The Orthodox Church has played a role in the rise as well as the crisis of the Russian world as an idea; indeed, he can be considered the main source of inspiration for this universal ideal.

Created at the end of the 16th century to exclusively exalt the Orthodox Christian kingdom liberated from the Ottoman yoke, the Moscow Patriarchate has always considered itself called by history to save the world from the demonic assault of heretics, infidels and perverts. , in accordance with the political religious theory of Moscow as the Third Rome which prevailed during the reign of the first Tsar, Ivan the Terrible.

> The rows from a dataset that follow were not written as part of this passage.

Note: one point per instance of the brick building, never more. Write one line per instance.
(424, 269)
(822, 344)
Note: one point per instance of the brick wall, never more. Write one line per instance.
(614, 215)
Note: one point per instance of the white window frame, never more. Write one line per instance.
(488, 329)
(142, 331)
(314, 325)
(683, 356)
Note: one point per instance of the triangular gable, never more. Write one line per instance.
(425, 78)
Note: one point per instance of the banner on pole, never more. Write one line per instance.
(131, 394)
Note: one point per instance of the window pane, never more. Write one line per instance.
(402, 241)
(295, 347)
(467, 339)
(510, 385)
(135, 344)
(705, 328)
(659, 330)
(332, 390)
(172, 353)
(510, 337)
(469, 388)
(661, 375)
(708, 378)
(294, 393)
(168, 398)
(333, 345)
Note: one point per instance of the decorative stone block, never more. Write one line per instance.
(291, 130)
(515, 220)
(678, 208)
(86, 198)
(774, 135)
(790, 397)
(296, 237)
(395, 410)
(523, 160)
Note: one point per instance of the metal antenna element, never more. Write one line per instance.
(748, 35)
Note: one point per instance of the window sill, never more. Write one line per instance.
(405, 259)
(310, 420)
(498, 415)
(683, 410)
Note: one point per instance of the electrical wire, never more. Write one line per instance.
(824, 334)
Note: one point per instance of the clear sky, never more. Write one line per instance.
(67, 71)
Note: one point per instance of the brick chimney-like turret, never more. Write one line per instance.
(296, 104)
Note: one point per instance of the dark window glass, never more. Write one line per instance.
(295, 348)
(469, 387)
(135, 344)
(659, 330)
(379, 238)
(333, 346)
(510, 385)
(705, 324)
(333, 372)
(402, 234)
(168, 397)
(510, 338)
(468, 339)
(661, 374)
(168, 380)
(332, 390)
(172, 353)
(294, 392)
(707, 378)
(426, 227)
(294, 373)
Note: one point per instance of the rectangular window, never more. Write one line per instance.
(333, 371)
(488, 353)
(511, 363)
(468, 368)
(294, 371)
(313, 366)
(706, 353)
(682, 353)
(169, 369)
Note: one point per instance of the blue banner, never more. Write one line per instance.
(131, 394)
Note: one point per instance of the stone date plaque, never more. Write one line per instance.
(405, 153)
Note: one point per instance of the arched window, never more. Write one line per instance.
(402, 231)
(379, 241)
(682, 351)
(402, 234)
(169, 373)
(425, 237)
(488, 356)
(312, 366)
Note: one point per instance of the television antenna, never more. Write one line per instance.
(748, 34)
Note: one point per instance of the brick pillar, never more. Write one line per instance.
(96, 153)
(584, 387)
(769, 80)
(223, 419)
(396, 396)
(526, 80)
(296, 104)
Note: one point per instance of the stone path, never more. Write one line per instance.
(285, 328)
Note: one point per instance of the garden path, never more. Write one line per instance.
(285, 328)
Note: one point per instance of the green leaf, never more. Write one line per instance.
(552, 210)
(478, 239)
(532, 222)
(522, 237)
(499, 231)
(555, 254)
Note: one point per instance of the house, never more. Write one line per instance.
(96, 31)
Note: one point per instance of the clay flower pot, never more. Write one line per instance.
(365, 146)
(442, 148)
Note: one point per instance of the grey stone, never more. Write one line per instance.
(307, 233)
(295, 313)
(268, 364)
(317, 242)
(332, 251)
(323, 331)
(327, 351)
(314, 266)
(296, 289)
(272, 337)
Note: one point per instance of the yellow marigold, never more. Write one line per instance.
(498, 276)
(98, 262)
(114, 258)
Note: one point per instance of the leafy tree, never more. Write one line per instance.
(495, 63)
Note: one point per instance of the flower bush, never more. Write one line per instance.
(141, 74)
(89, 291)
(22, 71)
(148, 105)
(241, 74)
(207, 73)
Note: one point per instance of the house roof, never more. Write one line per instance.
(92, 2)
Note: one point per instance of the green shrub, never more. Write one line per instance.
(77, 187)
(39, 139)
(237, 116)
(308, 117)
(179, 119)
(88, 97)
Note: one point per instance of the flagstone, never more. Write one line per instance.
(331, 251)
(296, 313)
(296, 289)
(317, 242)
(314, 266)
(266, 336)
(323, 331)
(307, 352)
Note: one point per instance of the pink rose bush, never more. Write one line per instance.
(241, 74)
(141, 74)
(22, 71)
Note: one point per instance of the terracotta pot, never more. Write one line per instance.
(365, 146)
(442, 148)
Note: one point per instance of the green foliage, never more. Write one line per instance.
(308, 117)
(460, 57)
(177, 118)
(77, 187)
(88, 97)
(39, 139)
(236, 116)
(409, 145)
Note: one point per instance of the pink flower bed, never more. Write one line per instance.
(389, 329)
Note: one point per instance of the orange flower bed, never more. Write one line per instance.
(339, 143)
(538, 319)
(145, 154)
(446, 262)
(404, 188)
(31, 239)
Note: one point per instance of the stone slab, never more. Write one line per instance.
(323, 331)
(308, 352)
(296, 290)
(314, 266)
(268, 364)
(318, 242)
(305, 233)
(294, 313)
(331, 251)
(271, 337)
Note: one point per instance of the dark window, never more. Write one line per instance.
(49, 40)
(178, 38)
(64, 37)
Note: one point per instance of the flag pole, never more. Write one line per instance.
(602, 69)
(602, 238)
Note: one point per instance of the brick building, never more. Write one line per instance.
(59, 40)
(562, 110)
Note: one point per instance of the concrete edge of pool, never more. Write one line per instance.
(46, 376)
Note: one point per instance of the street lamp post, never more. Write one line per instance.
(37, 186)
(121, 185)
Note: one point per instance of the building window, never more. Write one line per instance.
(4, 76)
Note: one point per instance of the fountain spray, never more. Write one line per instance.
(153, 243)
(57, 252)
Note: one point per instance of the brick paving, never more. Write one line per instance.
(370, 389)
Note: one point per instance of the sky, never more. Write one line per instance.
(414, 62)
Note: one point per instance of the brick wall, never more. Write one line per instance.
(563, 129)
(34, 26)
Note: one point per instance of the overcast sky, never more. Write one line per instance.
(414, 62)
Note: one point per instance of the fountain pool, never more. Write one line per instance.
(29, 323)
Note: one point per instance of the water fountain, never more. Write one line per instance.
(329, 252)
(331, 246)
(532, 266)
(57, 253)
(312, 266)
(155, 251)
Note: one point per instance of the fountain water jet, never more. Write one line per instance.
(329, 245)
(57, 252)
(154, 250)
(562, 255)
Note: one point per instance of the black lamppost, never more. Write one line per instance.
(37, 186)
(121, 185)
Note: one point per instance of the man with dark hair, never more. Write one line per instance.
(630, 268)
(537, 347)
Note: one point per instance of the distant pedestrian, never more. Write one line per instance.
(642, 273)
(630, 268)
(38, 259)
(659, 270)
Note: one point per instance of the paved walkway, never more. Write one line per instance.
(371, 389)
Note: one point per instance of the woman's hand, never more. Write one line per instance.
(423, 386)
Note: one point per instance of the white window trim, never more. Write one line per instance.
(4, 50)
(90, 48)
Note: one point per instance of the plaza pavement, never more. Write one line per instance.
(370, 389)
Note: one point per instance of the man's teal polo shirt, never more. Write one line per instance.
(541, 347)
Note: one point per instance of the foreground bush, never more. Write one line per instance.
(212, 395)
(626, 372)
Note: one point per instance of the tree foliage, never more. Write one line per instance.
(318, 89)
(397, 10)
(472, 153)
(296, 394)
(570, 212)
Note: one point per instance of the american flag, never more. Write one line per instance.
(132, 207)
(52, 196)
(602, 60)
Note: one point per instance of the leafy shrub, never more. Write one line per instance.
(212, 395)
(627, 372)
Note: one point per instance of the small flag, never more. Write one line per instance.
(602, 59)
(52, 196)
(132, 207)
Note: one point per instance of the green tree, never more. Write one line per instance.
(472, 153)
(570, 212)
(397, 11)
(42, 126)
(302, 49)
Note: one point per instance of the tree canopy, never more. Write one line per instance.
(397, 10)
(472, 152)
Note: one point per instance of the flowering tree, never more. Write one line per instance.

During the Jubilee Synod of 2000, which also marked the beginning of Putin’s reign, the Russian Church consecrated its new “social doctrine”, precisely describing the features of the Russian world realized through the union of the Church and the ‘State. This text was written by Metropolitan Kirill (Gundyayev), patriarch since 2009, who tried to show the “ecclesiastical” way of Russia’s expansion in the world.

The conflict with the Ukrainians even led to a rift with Constantinople, which makes Kirill’s plan even clearer. Today, the Patriarchate of Moscow exercises its authority everywhere, with exarchates in Europe, Asia, Africa and even America, where it can rely on an autocephalous Russian Church in the United States set up in Soviet era.

The Russian Church seeks to impose a “post-ecumenical” ecclesial model, in which no time is wasted in dogmatic discussions. Instead, the emphasis is on defending and promoting everywhere the high moral, cultural and humanitarian ideals of historic Christianity, leaving each Church with its own tradition, its own canonical definition and its own role in the world, to begin with the harmony between the first and the Third Rome, with no place for the Second.

In fact, Moscow has never recognized the See of Constantinople as its “Mother Church”. After the conquest of the city by the Muslims at the end of the Middle Ages, the ecumenical seat appears today in Russia as a “Turkish patriarchate” under the domination of Erdogan’s new imperialism, and as a “Western agent”.

Moreover, Turkey is one of the great rivals of the Russian world, past and present, as it seeks to create a grand Turkish union from the Bosphorus to the Altai mountains. The “war game” between Russia and the United States also falls under the same classic model.

Meanwhile, the real big obstacle to the realization of the dream of the Russian world is becoming increasingly visible, namely Xi Jinping’s China, both friend and rival, whose economic, ethnic and geopolitical proportions far exceed those of Russia.

The great emperors of ancient times imagined world conquests; perhaps we are finally entering a new medieval era.